Facial recognition vans 'not about surveillance'

Live facial recognition vans with special cameras and software will be launched in Surrey and Sussex in a Home Office-funded trial
- Published
Vans equipped with facial recognition technology are set to be rolled out on streets in Sussex and Surrey.
Two vans fitted with cameras which feed into specialist software will aim to catch criminals, suspects, and those wanted on recall to prison across the counties.
The rollout comes amid opposition from politicians and campaign groups, some of whom call the technology "incredibly intrusive" and "racially biased".
Speaking at Sussex Police headquarters in Lewes, police and crime commissioner Katy Bourne said: "This is not about surveillance, this is about safeguarding."
She added: "If this takes our most dangerous offenders off the streets, that's got to be a good thing."
In Guildford, Surrey Police Ch Insp Andy Hill added: "We've taken a lot of learning from other forces who have been ahead of us with it.
"The software itself has been subject to a lot of testing and development and we are confident in its accuracy."
How does live facial recognition work?
Cameras in the van provide officers with live footage and monitor police databases for criminals or suspects.
The CCTV cameras will continuously run while the van is in operation.
Cameras only detect people on Sussex and Surrey Police watch lists, including people on court orders, those wanted on recall to prison, or suspects in criminal investigations.

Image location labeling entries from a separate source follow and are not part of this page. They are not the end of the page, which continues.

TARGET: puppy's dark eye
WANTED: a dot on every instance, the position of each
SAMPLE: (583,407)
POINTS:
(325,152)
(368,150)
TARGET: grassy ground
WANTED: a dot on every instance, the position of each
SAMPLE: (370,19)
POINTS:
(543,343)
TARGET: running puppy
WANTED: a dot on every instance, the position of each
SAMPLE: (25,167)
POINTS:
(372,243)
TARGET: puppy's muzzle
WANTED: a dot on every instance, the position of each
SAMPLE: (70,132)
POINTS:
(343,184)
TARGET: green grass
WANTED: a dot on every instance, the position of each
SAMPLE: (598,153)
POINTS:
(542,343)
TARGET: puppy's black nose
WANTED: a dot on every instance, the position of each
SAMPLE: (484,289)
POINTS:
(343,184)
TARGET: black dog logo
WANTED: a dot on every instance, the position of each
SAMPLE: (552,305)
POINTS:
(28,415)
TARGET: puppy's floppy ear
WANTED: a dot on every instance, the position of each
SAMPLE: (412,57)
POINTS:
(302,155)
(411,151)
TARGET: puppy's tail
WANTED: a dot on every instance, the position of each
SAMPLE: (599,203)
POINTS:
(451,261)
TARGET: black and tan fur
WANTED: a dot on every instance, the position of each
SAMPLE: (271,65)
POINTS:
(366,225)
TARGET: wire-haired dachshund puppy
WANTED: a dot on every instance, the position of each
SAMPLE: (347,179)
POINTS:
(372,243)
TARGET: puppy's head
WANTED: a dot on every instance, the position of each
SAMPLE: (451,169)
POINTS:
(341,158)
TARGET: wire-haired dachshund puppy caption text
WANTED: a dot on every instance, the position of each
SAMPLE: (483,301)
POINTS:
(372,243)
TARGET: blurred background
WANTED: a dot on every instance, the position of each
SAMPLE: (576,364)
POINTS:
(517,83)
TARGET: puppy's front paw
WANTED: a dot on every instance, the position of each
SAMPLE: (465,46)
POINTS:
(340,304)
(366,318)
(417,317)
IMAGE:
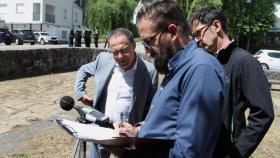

Police officers sitting inside the van will monitor the live CCTV feeds for matches to the software
"If someone walks past our van and they're on our watch list, that will trigger an alert inside the van and let us know that we need to go up and speak to those people," explained Sussex Police's Ch Insp Jim Loader.
Anyone not on a watch list will have their face blurred on the police feed and their images will be deleted immediately, the forces said.
Mr Hill added that any alert the software generates will be subject to human review to confirm that it is a match.
The Home Office is funding the facial recognition scheme in Sussex and Surrey for the next five years.

Sussex Police Ch Insp Jim Loader says the cameras will speed up the time it takes to identify and catch criminals
Sian Berry, the Green MP for Brighton Pavilion, criticised the technology as "incredibly intrusive" and called for greater debate about its use before it was rolled out more broadly.
Other campaign groups have raised concerns that the cameras may reinforce racial biases, as some artificial intelligence cannot distinguish between black and Asian faces.
Matthew Johnson, chief executive of campaign group Race on the Agenda, said: "It hasn't been designed with black and brown communities in mind.
"It makes me feel more unsafe and less secure, and that my privacy rights can be breached at any point just going about my day."
Sussex Police Det Ch Supt Carwyn Hughes said their technology held "no statistical risk" of racial or gender bias, adding it was "incredibly important" to the force to prevent any profiling.
Mr Hill said he was "confident it minimises any false alerts".